【第13回】
根絶目指し、まず実態調査を
予防接種のある感染症 はしか3
「1歳のお誕生日に麻しん(はしか)予防接種を!」。日本小児科医会はこんなコピーで、予防接種の必要性を親たちに訴えている。
「はしかの予防接種率の向上は、はしかが重症化し、脳炎になったり、生死の境をさまよう子供たちを診ている小児科医の切実な願いです。そのためにも全国で接種費用の無料化を」と訴えるのは、日本外来小児科学会アドボカシー委員会の委員長、三浦義孝医師だ。
今年5月、群馬県高崎市の高校、中学で45人のはしか患者が確認されたが、はしかの集団発生は全国の幼稚園、小中学校、高校、大学などで散発的に起こり、とどまるところを知らない。
「小児科医は、子供のはしかを見のがすことはまずありませんが、内科医の中には、はしかを診たことのない人もいる。子供のころワクチンを接種していない若者が、はしかになっても内科での診断が早くつきにくいという例もある。
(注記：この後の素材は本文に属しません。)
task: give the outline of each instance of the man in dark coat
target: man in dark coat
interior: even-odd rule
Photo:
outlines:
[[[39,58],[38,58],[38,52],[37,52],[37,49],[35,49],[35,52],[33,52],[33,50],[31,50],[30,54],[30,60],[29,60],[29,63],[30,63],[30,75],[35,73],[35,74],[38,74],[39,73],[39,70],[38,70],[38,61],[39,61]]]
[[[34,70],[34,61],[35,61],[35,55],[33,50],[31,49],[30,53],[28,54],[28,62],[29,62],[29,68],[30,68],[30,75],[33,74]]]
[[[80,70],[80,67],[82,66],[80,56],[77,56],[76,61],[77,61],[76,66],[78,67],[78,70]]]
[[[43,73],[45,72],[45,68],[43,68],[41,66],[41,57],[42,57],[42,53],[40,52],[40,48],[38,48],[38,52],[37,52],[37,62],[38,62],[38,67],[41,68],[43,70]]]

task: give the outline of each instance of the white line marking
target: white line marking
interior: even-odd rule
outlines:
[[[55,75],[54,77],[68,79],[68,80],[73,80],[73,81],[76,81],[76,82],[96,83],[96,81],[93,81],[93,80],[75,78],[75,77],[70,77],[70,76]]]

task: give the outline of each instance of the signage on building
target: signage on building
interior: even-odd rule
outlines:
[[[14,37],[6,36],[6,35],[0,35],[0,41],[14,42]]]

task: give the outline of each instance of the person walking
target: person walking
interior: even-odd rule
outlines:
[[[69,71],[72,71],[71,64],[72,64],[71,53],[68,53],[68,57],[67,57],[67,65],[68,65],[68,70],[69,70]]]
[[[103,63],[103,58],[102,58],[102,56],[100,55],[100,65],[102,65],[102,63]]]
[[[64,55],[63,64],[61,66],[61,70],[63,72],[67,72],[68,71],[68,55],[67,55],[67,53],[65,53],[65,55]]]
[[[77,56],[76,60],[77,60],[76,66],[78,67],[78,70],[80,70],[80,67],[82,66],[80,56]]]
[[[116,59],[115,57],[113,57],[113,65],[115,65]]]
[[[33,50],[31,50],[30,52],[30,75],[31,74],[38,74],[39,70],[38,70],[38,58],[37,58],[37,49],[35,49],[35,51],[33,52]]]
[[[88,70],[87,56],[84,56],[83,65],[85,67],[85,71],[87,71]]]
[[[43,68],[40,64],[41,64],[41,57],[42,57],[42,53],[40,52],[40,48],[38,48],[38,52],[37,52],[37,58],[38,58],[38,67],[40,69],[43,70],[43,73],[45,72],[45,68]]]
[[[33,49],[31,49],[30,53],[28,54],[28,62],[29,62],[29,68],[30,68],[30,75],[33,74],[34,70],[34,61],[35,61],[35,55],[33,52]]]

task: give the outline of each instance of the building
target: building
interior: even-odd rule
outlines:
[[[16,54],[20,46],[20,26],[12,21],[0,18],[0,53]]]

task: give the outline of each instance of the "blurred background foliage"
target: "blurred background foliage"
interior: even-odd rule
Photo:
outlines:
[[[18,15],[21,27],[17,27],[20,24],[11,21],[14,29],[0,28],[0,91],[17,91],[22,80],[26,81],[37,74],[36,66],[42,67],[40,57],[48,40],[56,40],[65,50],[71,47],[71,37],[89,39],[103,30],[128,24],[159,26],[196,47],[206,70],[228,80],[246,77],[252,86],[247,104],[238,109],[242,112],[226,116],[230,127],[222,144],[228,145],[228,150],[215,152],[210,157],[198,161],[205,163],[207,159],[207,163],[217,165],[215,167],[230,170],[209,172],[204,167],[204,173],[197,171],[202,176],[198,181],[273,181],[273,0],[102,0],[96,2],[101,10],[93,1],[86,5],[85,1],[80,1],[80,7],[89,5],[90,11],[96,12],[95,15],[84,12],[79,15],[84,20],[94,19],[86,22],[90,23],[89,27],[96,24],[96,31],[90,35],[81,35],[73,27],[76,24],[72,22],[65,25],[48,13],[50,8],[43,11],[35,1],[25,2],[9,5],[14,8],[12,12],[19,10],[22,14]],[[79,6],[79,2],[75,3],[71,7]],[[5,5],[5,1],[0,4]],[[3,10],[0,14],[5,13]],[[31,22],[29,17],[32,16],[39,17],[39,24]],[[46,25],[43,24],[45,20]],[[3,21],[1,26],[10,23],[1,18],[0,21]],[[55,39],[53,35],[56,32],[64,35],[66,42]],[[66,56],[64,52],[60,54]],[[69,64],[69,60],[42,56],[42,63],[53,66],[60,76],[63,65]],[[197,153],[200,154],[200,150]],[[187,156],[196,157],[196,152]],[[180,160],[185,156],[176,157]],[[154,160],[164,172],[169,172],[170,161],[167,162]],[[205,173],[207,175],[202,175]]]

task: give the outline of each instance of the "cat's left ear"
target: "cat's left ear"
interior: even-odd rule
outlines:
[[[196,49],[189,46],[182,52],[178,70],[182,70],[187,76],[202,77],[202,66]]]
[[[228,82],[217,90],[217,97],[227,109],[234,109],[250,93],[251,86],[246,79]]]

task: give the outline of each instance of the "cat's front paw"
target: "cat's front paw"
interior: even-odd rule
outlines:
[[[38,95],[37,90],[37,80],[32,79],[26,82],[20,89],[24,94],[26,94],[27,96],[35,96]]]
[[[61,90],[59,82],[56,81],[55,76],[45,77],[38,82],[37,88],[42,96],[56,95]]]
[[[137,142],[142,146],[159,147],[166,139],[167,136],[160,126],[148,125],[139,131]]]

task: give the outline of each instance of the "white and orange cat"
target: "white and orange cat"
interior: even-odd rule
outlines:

感染力の強い病気だけに、集団発生なども心配です」と指摘するのは、全国の小児科医による「麻しんゼロ作戦」というプロジェクトで活動する東京都府中市の小児科医崎山弘医師。
日本では、1歳を過ぎたらはしかの予防接種を受けることが勧められているが、1歳児の接種率は50%程度、感染者は年間15万〜20万人もいると推定される。一方、子供にはしかの2回接種を行う米国では、予防接種率は92%で、ほぼ根絶に近い状態だ。
予防接種は市町村が主体になって行うが、実は、市町村の多くは予防接種台帳をつくっておらず、その地域に住むある年齢の子供の何%が予防接種をしているのかというデータすらない。「共働き夫婦の増加などもあり、接種の重要性が伝わらない場合も多い。行政の積極的な働きかけが大切です。麻しんゼロ作戦はまず全国の実態調査から始めます」と崎山医師は話す。